Professor of Mathematics and Statistics
Research area: biostatistics, statistical methods for genomic and proteomic data, mixture models
Research keywords: bayesian models and applications, biostatistics, semiparametric mixture models
Dr. Mary Lesperance needs only 3 words to explain why mathematics and statistics are so important to the field of biomedical science. Evidence-based medicine.
The information acquired from clinical studies can have a profound impact on healthcare decisions and policy-making. However, the strength of all research — and the conclusions we draw — is built upon solid study design and the proper analyses of the data. Certainly, without statistics, data is simply a set of meaningless numbers. This is where Dr. Lesperance’s expertise comes into play.

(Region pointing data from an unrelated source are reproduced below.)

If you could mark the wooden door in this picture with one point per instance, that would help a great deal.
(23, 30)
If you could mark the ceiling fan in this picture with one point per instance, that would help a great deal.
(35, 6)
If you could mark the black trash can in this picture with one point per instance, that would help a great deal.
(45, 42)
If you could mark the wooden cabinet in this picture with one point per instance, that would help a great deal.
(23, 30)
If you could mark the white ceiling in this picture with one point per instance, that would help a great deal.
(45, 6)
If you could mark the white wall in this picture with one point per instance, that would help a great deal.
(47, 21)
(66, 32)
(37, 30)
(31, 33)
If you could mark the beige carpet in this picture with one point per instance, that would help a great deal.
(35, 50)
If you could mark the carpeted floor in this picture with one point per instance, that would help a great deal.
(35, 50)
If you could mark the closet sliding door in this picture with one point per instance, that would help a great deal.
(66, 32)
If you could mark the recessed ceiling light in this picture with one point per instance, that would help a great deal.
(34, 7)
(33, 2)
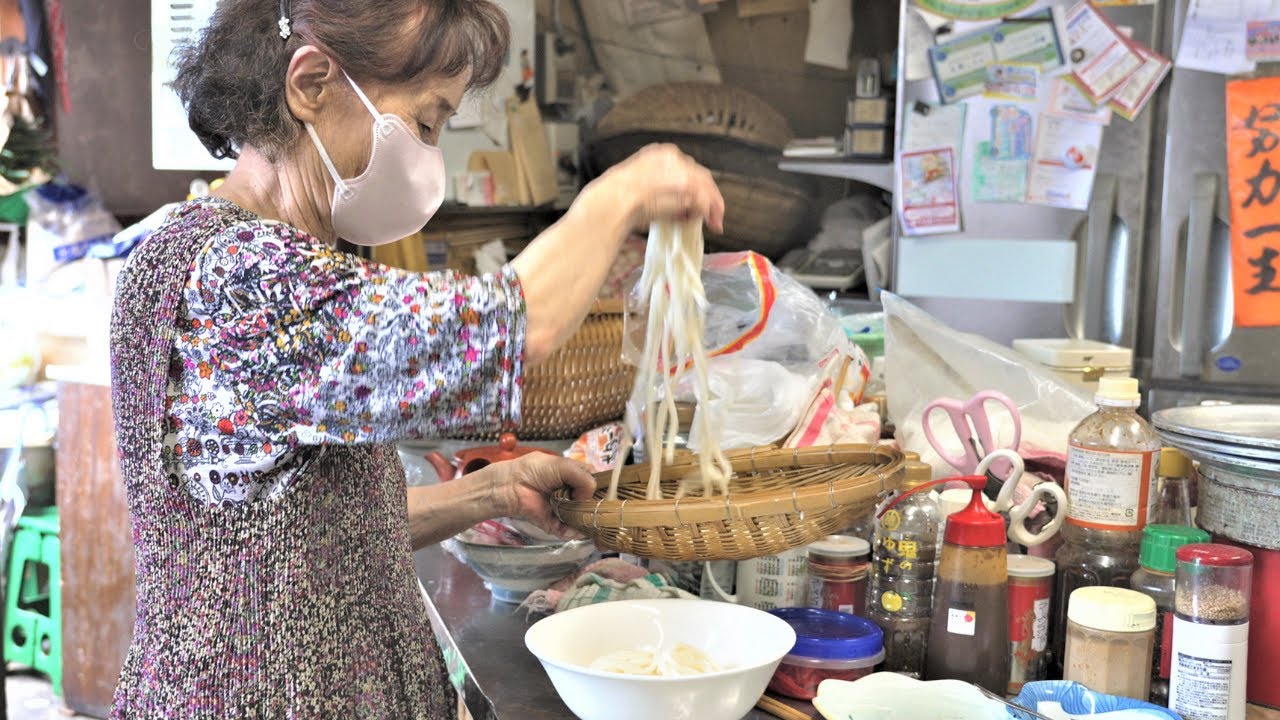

Dr. Lesperance is a professor of statistics at the University of Victoria, and a statistician whose skill lies in developing complex mathematical models and innovative statistical tools and software capable of analyzing large and complex sets of data. As the Founding Director of UVic’s Statistical Consulting Centre, Lesperance is also responsible for providing both internal and external clients with statistical advice.
Lesperance has already demonstrated her ability to create meaning out of numbers by developing a practical, nomogram tool that is in use at hospices around the world. Based on a set of variables that include age, gender, type of disease, and functional status, the nomogram tool helps palliative care clinicians predict a patient’s remaining lifespan, and ultimately, assists patients and their families with end-of-life planning and preparations.
One of Lesperance’s areas of expertise lies in theoretical model development, particularly semiparametric mixture models — statistical models that allow researchers to accurately analyze data without employing assumptions that are inherent to the more traditional models. Thus, semiparametric mixture models are ideal when dealing with the complex data sets that often accompany the technological advancements that define cutting-edge science.
Lesperance is currently involved in a large-scale, four-year $9.6 million research project headed up by neurologist, Dr. Andrew Penn, called, Reducing stroke burden with a hospital-ready biomarker test for rapid TIA triage. The goal is to develop a rapid, diagnostic tool to assist Emergency Room physicians to differentiate between transient ischemic attacks (TIAs) — essentially mini-strokes — and other more benign conditions — such as migraines — that often present with a similar set of symptoms but dictate a much different treatment regime.
Along with Dr. Francis Lau, from UVic’s Department of Health and Information Science, Lesperance is analyzing historical data from the Victoria General Hospital in order to develop an algorithm capable of rapidly and definitively detecting TIA’s.
Lesperance’s former graduate student, Linghong Liu, is also involved in the interdisciplinary project, developing the randomization scheme of the blood samples that will be analyzed by Dr. Christophe Borchers and the UVic-Genome BC Proteomics Centre for unique TIA biomarkers as well as statistical analyses.
Lesperance is also collaborating with Dr. Caren Helbing, a molecular biologist who is studying the effects of wastewater contaminants on bullfrog development. Along with the assistance of 2 graduate students, Lesperance is developing the statistical methodology that is key to accurately analyzing the study’s massive sets of RNA sequencing data.
As for future aspirations, Lesperance hopes to see people using the statistical tools and software that she creates. “I’d like to see people using the results of my work,” says Lesperance, “to make an impact in the broader community.”
The driving force that keeps Lesperance plugging away at her projects might leave the more mathematically timid out there somewhat baffled.
“Statistics is just fun,” says Lesperance, with a grin.